How individual cells in multicellular organisms know which decisions to take, and ensure that the full diversity of cell types emerges reproducibly and in a robust manner is a fundamental question in biology. Our lab demonstrated that this is a property that cells from multicellular organisms also display in vitro, in which it manifests itself as heterogeneity in multi-scale cellular states, which drive variability in gene expression, signalling, endocytosis, and cell fate decisions.
Variation is information
Using scale-crossing imaging and computer vision, we discovered that the variation in properties of the cellular state across multiple scales, such as local cell crowding (a multicellular state), position in the cell cycle (a cellular state), or mitochondrial content (an intracellular state), contain a large amount of information about the propensity of individual cells to undergo a certain fate, such as becoming infected by a virus, or the amount of transcripts they express of a certain gene, rendering these outcomes highly predictive. This indicates that macro-scale properties reflected in the multi-scale cellular state are causal over their micro-scale components, such as gene activity, which is a defining property of emergence. Cell collectives generate this heterogeneity reproducibly through collective cell behaviour and self-organisation, and use it as a large source of information. We are currently highly interested in understanding how cells sense their multi-scale cellular state and transmit this large amount of information to precise adaptation of gene expression and cell fate decisions. For this we rely on high-throughput imaging combined with spatially resolved multiplexing using 4i and single-molecule FISH.
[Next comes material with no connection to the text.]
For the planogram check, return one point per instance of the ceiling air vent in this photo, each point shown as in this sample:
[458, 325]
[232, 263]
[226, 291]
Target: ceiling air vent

If variation encodes information that is crucial for precise spatiotemporal decision-making, then cells must have ways to ensure this is robust to unwanted sources of variation, which inevitably arise through the probabilistic nature of molecular interactions. We have made pioneering discoveries that address this, such as a role for cellular compartmentalisation in buffering noise, and continue to study the principles and mechanisms by which mammalian cells are able to generate robust spatiotemporally controlled heterogeneity. Also, we are now applying our vision to tissues and whole organisms, with the aim to achieve comprehensive predictable models of spatiotemporal decision making by every cell in a developing embryo or organ.